5.3.2. Es kommt hinzu, dass im Rahmen der systematischen Auslegung der Grundsatz “Lex posterior derogat legi priori” (Jüngeres Recht bricht älteres Recht) zu beachten ist. Während es oben um sachliche Gesetzeskonkurrenz gegangen ist, geht es nun um zeitliche Gesetzeskonkurrenz. Vor diesem Hintergrund braucht nicht vertieft zu werden, ob Art. 68 SchKG vor dem Inkrafttreten der Revision der ZPO auch für die summarischen SchKG-Verfahren gemäss Art. 251 ZPO bestimmte, dass die obsiegende Partei ihren Vorschuss nicht zurückerhält. Denn so oder anders ginge der revidierte Art. 111 Abs. 1 Satz 2 ZPO vor. Er würde nämlich als spätere Norm die Rechtsfrage abweichend von einer gleichrangigen früheren Vorschrift anders regeln, ohne diese im Sinne einer formellen Derogation aufzuheben. Es wäre also von einer materiellen Derogation, das heisst von einer impliziten Verdrängung des Art. 68 SchKG durch den jüngeren Art. 111 Abs. 1 Satz 2 ZPO auszugehen. In der Methodenlehre werden Konstellationen angesprochen, in denen der jüngere Gesetzgeber die formelle Aufhebung des widersprechenden älteren Rechts schlicht übersieht (vgl. zum Ganzen: KRAMER/ARNET, a.a.O., S. 130 f. mit Hinweisen).
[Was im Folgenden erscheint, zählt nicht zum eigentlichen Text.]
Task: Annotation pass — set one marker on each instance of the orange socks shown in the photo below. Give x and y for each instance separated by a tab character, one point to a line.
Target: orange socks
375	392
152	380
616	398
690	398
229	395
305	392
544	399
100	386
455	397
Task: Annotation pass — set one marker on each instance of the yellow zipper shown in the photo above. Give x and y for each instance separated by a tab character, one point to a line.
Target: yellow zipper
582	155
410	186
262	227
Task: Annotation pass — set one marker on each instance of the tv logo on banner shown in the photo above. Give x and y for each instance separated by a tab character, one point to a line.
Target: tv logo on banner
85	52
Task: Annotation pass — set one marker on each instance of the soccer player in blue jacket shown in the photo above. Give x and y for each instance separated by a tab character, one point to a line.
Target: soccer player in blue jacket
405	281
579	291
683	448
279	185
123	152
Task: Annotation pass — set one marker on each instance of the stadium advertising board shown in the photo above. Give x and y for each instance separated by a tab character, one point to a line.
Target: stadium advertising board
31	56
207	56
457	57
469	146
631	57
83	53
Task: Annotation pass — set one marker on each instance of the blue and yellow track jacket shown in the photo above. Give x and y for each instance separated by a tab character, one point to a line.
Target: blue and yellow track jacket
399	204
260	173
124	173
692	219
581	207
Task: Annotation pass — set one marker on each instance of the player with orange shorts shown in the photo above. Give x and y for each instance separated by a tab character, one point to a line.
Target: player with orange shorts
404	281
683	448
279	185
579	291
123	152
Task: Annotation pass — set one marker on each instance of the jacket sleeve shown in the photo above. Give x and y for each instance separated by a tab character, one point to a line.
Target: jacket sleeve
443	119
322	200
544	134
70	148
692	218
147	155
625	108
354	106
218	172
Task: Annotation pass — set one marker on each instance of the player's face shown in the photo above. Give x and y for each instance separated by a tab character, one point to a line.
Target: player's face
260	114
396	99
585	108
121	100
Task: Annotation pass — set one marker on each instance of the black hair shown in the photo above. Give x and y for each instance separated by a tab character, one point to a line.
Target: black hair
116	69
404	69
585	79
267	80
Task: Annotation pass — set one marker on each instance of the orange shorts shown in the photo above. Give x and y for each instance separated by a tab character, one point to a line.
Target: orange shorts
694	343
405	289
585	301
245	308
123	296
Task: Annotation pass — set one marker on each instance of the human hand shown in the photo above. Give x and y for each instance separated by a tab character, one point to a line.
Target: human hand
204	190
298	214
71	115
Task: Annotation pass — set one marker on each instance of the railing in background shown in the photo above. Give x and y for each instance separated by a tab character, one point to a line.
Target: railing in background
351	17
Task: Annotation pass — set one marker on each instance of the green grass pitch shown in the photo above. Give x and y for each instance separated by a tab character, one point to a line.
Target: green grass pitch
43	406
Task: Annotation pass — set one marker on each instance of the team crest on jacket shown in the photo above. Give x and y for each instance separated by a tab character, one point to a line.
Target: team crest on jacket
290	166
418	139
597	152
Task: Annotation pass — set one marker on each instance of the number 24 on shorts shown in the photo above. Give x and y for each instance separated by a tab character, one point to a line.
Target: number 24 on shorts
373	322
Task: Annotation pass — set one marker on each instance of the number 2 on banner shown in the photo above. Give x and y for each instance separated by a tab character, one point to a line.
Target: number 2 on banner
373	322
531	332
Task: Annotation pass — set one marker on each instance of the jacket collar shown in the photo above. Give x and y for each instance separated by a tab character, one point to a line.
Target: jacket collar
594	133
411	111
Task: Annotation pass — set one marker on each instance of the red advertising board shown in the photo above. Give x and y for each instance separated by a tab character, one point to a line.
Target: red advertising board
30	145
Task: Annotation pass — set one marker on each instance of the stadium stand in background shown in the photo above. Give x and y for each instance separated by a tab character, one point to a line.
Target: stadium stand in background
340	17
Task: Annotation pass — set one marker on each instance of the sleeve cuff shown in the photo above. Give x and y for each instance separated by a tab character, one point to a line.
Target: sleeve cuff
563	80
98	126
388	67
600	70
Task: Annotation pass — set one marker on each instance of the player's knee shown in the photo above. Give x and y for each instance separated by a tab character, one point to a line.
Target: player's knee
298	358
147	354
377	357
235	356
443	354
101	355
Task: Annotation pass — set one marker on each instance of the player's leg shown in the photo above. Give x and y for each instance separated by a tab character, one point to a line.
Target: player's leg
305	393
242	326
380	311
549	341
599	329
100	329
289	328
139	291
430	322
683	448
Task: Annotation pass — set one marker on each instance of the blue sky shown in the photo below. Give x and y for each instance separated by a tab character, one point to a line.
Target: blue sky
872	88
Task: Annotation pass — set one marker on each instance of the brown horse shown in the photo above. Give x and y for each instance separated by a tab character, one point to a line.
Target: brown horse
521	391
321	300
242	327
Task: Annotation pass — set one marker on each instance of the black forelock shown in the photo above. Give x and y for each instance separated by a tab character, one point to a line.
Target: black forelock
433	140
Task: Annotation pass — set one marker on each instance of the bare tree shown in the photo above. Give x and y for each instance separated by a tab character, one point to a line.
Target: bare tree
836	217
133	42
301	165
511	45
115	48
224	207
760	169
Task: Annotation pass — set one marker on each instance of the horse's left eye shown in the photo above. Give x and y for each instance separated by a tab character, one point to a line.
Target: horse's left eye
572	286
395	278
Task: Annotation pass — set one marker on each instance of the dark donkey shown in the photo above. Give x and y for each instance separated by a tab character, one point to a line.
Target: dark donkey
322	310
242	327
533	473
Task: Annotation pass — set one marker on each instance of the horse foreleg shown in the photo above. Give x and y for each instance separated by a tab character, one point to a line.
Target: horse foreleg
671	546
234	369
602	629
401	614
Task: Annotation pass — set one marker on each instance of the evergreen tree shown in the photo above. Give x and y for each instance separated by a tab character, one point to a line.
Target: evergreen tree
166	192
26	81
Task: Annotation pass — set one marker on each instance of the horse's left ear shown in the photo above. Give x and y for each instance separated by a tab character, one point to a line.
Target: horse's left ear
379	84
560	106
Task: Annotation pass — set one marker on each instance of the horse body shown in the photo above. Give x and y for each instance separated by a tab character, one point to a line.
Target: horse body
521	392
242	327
5.3.3. Doch von einem solchen Versäumnis kann vorliegend nicht die Rede sein. Denn Art. 68 SchKG hat in jedem Fall eine weitere Daseinsberechtigung. Auch wenn Art. 111 Abs. 1 Satz 2 ZPO auf Gerichtsverfahren in summarischen SchKG-Verfahren gemäss Art. 251 ZPO angewendet wird und dort die Vorschüsse an die obsiegende Partei zurückbezahlt werden müssen, wird Art. 68 SchKG nicht zweck- und funktionslos. Denn er regelt immer noch, dass die Gläubigerin im Betreibungsverfahren einen Vorschuss an das Betreibungsamt zu leisten hat (Abs. 1) und dass sie berechtigt ist, von den Zahlungen des Schuldners die Betreibungskosten vorab zu erheben (Abs. 2). Damit trägt die vorliegende Auslegung von Art. 111 Abs. 1 Satz 2 ZPO auch dem methodologischen Grundsatz Rechnung, wonach eine Norm im Zweifel so zu interpretieren ist, dass andere Normen nicht obsolet werden (vgl. dazu KRAMER/ARNET, a.a.O., S. 122 mit Hinweis auf BGE 112 II 167 E. 2b).
5.3.4. Dem ist beizufügen, dass Art. 68 SchKG auch im Zusammenhang mit summarischen SchKG-Verfahren gemäss Art. 251 ZPO einen Anwendungsbereich behält. Denn gemäss Art. 68 Abs. 2 SchKG ist die Gläubigerin berechtigt, von den Zahlungen des Schuldners die Betreibungskosten vorab zu erheben. Diese Vorschrift dient dazu, dass die Betreibungskosten, also namentlich die Gerichts- und Parteikosten eines Rechtsöffnungsverfahrens, in erster Linie von den Zahlungen des Schuldners an das Betreibungsamt in Abzug gebracht werden dürfen und nicht separat in Betreibung gesetzt werden müssen (BGE 90 III 36 E. 1; FRANK EMMEL, in: Staehelin/Bauer/Lorandi [Hrsg.], Basler Kommentar, Bundesgesetz über Schuldbetreibung und Konkurs, 3. Auflage 2021, N. 3 und N. 21 zu Art. 68 SchKG). Bis zur Änderung von Art. 111 aZPO betraf dies die Gerichtskosten und die Parteientschädigung. Nachdem die obsiegende Gläubigerin gemäss dem revidierten Art. 111 Abs. 1 Satz 2 ZPO den Kostenvorschuss stets zurückerhält, wird sie in Zukunft nur noch, aber immerhin, für die Parteientschädigung so verfahren.”